Силы небесные! А если доберутся до тех строк, которые он, редактор, благодаря создателю, вовремя изъял! И повторил почти шепотом эти лермонтовские строки, адресованные благоденствующим россиянам:

 
Перед опасностью позорно-малодушны,
И перед властию – презренные рабы…
 

Сердце снова отстучало отрывисто и неровно.

– К тебе можно, друг мой? – Анна Яковлевна Краевская тихо вошла в кабинет и, увидев, что муж лежит с закрытыми глазами, скрестив руки на груди, осторожно присела к нему на диван. – Что с тобой? Дать тебе капель?

– Благодарю! Я уже принял.
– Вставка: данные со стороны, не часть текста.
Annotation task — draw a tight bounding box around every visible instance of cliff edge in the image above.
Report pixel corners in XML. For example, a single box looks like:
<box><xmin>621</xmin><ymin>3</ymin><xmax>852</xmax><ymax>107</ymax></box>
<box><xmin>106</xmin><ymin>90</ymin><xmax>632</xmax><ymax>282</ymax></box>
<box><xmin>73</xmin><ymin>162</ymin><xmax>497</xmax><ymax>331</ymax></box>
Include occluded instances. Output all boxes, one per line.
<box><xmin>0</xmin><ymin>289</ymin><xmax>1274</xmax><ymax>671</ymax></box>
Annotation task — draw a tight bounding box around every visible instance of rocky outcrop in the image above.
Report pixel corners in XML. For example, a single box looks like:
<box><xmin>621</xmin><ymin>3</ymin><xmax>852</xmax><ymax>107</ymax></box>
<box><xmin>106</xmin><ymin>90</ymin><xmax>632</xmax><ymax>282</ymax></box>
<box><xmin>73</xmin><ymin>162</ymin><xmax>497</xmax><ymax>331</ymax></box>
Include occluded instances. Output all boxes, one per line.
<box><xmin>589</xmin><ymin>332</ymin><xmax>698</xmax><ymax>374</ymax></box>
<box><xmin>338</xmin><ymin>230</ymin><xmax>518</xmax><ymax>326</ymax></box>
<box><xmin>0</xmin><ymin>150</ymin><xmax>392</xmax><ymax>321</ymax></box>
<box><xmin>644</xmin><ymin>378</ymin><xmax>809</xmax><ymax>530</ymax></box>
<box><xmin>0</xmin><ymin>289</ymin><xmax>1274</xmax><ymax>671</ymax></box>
Благодарю тебя. – Андрей Александрович поцеловал руку жены. – Должно быть, переработался. Такова горькая участь журналиста. Везде, каждый день опасности…

– Тебе непременно нужно отдохнуть.

– Отдохнуть! – Андрей Александрович присел на диване и горько улыбнулся. – На Руси, Анечка, редакторы отдыхают разве только за решеткой…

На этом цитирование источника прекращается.